Step 3: The Bot Main Loop

python

# bot.py
import anthropic
import json
from rich.console import Console
from rich.markdown import Markdown
from tools import TOOL_FUNCTIONS
from tool_definitions import TOOLS
 
console = Console()
claude = anthropic.Anthropic()
 
SYSTEM_PROMPT = """You are a DevOps assistant with access to Kubernetes cluster tools.
When users ask about deployments, pods, or logs — use your tools to get real data, 
then explain it clearly. When scaling or modifying resources, confirm what you're 
about to do before executing.

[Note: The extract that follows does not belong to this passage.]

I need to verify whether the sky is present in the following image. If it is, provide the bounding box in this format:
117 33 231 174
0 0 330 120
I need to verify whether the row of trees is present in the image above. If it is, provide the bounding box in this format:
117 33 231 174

Default namespace is 'default' unless specified."""
 
 
def run_tool(tool_name: str, tool_input: dict) -> str:
    """Execute a tool and return the result as a string."""
    if tool_name not in TOOL_FUNCTIONS:
        return json.dumps({"error": f"Unknown tool: {tool_name}"})
    
    console.print(f"[dim]→ Running: {tool_name}({tool_input})[/dim]")
    
    result = TOOL_FUNCTIONS[tool_name](**tool_input)
    return json.dumps(result, indent=2, default=str)
 
 
def chat(messages: list) -> str:
    """Send messages to Claude and handle tool use in a loop."""
    while True:
        response = claude.messages.create(
            model="claude-sonnet-4-6",
            max_tokens=4096,
            system=SYSTEM_PROMPT,
            tools=TOOLS,
            messages=messages,
        )
        
        # If no tool use, return the text response
        if response.stop_reason == "end_turn":
            text = ""
            for block in response.content:
                if hasattr(block, "text"):
                    text += block.text
            return text
        
        # Handle tool use
        if response.stop_reason == "tool_use":
            # Add assistant's response to messages
            messages.append({"role": "assistant", "content": response.content})
            
            # Execute each tool call
            tool_results = []
            for block in response.content:
                if block.type == "tool_use":
                    result = run_tool(block.name, block.input)
                    tool_results.append({
                        "type": "tool_result",
                        "tool_use_id": block.id,
                        "content": result,
                    })
            
            # Add tool results to messages
            messages.append({"role": "user", "content": tool_results})
            # Continue the loop — Claude will now respond with final answer
 
 
def main():
    console.print("[bold cyan]DevOps Bot[/bold cyan] — Ask me about your Kubernetes cluster")
    console.print("Type 'exit' to quit\n")
    
    conversation = []
    
    while True:
        user_input = console.input("[bold green]You:[/bold green] ").strip()
        
        if user_input.lower() in ("exit", "quit"):
            break
        
        if not user_input:
            continue
        
        conversation.append({"role": "user", "content": user_input})
        
        response = chat(conversation)
        console.print("\n[bold blue]Bot:[/bold blue]")
        console.print(Markdown(response))
        console.print()
        
        conversation.append({"role": "assistant", "content": response})
 
 
if __name__ == "__main__":
    main()

Step 4: Run It

bash

export ANTHROPIC_API_KEY=sk-ant-your-key
python bot.py

DevOps Bot — Ask me about your Kubernetes cluster

You: What's running in the production namespace?
→ Running: list_deployments({"namespace": "production"})

Bot:
Here's what's running in the **production** namespace:

| Deployment | Replicas | Available | Image |
|-----------|----------|-----------|-------|
| api-server | 3 | 3 | api:v2.4.1 |
| payments | 2 | 2 | payments:v1.9.0 |
| frontend | 4 | 3 | frontend:v3.1.2 |

⚠️ **frontend** has only 3/4 replicas available — one pod may be unhealthy.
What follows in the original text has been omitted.